Quando as empresas crescem, mas a gestão continua pequena
Consultora aponta falhas em liderança, sucessão e cultura organizacional entre os principais entraves
Em um cenário de aceleração tecnológica, novas dinâmicas de trabalho e aumento da competitividade, empresas brasileiras que vivem ciclos de expansão enfrentam um desafio que vai além do crescimento de receita. Elas têm encontrado dificuldades para sustentar sua evolução devido a fragilidades internas na liderança, gestão, sucessão e cultura organizacional. E, mesmo diante de oportunidades de mercado e expansão das operações, gargalos estruturais podem comprometer a produtividade, a retenção de talentos e a geração de valor no longo prazo.

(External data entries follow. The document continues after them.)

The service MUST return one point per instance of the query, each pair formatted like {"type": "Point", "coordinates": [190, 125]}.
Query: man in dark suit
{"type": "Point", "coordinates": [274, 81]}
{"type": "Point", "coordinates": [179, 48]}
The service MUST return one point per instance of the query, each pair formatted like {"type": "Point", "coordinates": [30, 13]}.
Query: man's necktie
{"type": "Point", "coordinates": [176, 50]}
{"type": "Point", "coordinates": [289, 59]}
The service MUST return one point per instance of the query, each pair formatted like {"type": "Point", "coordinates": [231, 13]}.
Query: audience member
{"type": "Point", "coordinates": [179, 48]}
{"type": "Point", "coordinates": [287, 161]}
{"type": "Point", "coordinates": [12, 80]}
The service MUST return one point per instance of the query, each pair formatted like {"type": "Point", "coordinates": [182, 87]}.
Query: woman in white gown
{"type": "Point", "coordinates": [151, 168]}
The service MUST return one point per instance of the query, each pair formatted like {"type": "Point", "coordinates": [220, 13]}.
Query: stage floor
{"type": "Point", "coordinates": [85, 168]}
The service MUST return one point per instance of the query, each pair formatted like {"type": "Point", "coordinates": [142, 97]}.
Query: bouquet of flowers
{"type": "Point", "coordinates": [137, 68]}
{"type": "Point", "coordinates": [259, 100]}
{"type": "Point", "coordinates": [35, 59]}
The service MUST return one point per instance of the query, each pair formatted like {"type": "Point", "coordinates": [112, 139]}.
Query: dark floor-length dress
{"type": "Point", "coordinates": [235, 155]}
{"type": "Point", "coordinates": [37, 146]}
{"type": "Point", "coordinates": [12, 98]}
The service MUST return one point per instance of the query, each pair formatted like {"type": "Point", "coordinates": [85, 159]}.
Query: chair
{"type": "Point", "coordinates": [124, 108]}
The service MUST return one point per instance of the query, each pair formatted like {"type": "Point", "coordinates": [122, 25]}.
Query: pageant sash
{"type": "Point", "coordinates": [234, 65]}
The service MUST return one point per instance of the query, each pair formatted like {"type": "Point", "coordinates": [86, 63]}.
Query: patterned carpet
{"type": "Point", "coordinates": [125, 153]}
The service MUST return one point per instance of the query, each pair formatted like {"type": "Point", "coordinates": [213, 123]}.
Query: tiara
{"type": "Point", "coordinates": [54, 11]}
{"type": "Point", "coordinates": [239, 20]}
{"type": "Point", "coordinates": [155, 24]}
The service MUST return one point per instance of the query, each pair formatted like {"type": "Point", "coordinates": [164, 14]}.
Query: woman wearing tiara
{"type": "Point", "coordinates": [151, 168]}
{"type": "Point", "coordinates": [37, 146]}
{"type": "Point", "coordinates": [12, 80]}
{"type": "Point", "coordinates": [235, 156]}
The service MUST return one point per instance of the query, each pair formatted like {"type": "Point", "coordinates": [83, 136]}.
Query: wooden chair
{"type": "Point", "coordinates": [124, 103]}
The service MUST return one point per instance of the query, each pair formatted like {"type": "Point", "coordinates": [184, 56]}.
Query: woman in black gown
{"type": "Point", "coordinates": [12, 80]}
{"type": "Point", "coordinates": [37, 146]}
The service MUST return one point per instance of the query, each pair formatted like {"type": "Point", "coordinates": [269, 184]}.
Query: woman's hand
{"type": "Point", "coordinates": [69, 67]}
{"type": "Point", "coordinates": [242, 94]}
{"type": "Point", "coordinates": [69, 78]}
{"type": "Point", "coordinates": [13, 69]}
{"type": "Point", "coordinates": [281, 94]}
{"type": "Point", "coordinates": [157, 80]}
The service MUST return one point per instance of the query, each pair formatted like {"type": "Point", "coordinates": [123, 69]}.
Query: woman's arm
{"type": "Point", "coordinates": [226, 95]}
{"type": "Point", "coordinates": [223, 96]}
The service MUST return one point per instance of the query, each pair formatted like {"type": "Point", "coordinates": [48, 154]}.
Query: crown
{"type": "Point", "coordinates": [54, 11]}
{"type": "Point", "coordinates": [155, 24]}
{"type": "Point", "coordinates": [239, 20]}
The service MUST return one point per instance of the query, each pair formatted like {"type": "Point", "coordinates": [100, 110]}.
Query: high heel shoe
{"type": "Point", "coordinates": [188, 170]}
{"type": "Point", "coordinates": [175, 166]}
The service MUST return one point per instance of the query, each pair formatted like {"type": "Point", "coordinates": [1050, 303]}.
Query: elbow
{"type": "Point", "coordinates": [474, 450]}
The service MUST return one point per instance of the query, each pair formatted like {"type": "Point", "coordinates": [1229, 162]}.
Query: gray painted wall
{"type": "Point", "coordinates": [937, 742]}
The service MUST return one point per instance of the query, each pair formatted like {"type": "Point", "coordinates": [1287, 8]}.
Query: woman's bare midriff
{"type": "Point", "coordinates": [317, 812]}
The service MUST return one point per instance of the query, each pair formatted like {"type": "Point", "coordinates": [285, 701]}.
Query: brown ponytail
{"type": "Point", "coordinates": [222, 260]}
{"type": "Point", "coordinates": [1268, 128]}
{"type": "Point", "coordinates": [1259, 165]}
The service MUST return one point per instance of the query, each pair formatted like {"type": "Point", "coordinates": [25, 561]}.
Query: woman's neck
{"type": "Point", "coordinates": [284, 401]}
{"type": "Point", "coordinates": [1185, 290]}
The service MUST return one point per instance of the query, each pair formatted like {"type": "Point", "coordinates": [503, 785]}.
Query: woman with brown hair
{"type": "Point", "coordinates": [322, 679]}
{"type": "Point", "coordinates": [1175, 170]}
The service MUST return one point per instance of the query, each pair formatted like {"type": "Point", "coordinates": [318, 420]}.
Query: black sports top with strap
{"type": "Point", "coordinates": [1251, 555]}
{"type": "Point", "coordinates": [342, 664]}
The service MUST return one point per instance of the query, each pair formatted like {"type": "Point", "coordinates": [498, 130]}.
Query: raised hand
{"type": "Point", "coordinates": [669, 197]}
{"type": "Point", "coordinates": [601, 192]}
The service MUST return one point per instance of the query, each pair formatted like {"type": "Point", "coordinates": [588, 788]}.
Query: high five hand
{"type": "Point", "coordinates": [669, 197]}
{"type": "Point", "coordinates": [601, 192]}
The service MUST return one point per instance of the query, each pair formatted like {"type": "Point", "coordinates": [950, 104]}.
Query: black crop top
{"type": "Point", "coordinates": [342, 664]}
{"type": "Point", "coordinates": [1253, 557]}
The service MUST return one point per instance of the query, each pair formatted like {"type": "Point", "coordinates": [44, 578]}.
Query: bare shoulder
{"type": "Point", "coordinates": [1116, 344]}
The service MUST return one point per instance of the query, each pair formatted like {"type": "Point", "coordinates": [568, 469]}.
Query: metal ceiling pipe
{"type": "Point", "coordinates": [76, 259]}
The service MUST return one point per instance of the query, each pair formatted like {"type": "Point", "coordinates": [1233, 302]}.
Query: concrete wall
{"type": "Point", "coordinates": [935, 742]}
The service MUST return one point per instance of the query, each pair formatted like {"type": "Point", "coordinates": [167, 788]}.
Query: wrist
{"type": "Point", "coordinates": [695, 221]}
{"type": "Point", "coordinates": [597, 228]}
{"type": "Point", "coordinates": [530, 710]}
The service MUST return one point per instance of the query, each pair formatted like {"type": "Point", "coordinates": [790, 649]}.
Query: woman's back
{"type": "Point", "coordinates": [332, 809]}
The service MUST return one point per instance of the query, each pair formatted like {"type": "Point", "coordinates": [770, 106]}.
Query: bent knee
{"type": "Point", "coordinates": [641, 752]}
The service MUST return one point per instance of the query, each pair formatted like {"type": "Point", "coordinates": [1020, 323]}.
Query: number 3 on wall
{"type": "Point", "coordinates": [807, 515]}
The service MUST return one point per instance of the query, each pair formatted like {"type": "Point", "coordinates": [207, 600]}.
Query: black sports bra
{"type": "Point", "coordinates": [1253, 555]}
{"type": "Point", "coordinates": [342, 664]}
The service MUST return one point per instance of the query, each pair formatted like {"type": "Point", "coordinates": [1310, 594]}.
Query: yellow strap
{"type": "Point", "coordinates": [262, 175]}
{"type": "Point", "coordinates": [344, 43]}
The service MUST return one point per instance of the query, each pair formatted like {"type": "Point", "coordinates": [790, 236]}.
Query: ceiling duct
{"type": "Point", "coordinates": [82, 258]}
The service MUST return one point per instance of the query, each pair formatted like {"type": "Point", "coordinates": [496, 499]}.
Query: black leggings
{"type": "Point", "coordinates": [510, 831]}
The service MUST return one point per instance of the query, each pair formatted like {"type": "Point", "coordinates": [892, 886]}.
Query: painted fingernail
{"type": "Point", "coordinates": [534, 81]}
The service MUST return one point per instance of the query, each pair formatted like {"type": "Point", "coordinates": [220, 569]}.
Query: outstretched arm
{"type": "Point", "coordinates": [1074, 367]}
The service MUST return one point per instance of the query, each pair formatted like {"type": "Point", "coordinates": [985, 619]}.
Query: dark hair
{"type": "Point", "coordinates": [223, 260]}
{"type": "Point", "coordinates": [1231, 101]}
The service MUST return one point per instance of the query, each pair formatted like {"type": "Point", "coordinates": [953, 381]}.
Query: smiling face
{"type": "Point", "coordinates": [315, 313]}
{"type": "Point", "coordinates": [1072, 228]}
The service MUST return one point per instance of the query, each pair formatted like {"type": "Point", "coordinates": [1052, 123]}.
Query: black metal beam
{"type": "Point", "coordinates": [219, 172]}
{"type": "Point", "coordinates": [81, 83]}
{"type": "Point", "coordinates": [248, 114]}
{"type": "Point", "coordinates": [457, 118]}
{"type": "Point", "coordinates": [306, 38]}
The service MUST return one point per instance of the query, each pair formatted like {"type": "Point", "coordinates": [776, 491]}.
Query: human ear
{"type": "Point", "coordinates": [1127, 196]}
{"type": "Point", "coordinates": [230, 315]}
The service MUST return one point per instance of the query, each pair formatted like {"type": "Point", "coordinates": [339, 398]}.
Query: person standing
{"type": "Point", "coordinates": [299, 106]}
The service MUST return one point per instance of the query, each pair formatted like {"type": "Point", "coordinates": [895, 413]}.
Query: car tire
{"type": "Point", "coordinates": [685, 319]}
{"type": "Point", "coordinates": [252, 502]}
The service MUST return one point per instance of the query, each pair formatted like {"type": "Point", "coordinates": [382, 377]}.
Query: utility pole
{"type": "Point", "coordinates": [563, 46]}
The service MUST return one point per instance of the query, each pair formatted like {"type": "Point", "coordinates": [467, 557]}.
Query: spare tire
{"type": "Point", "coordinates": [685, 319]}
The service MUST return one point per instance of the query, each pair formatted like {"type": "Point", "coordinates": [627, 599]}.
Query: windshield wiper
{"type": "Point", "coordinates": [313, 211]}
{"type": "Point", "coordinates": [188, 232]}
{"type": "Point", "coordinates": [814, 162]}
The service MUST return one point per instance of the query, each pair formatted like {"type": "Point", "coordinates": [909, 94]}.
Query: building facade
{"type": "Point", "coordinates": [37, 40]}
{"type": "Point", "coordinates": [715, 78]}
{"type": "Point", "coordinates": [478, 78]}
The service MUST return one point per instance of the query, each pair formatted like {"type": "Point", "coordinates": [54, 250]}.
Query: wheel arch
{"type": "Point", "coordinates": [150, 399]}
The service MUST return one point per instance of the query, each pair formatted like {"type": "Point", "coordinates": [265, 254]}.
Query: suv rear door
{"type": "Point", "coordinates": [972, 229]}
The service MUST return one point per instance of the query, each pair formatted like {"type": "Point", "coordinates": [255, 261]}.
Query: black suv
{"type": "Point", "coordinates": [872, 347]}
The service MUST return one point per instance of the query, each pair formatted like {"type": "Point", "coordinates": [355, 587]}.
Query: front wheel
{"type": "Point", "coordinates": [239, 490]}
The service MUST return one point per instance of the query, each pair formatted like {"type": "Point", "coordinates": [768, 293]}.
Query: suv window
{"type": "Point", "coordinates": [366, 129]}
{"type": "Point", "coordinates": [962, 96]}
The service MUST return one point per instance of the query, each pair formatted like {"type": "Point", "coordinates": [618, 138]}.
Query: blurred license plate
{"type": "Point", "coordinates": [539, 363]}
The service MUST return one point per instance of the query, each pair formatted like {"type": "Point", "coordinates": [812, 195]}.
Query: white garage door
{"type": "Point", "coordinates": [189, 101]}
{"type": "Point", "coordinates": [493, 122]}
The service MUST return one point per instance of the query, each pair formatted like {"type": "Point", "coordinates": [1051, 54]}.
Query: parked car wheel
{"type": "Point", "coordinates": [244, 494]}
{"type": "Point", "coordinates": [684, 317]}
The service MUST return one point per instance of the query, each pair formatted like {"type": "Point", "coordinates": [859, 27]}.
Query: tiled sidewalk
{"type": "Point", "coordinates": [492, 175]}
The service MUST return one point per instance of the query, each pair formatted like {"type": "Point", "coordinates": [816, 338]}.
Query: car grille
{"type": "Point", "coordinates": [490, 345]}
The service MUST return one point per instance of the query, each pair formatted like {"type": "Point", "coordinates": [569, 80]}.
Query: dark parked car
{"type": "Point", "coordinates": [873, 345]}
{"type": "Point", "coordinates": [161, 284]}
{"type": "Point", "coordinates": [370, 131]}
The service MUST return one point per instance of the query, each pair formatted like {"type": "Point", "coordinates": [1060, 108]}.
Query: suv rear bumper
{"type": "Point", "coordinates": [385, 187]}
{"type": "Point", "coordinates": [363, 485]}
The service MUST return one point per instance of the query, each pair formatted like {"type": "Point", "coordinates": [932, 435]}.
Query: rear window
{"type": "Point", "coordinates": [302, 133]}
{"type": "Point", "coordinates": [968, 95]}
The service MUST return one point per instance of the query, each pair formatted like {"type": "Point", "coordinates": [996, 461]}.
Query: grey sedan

Esse foi o diagnóstico da economista Carine Leal Fraga, CEO da Miraê Consultoria. Segundo ela, o problema costuma surgir quando o crescimento do negócio acontece em velocidade superior à capacidade de adaptação da gestão. “Muitas empresas acreditam que seus desafios estão relacionados às pessoas, quando, na realidade, a origem dos problemas está na falta de clareza de papéis, alinhamento estratégico, processos de decisão e desenvolvimento de lideranças. À medida que a empresa cresce, torna-se indispensável fortalecer a estrutura organizacional para que o crescimento seja sustentável e não gere fragilidades internas”, afirma.
O diagnóstico também aponta que a falta de planejamento sucessório e de desenvolvimento estruturado de lideranças e a centralização excessiva das decisões estão entre os fatores que mais dificultam a consolidação do crescimento empresarial. Essas fragilidades tendem a se intensificar conforme as operações se expandem, aumentando a complexidade da gestão e exigindo novos modelos de governança e tomada de decisão.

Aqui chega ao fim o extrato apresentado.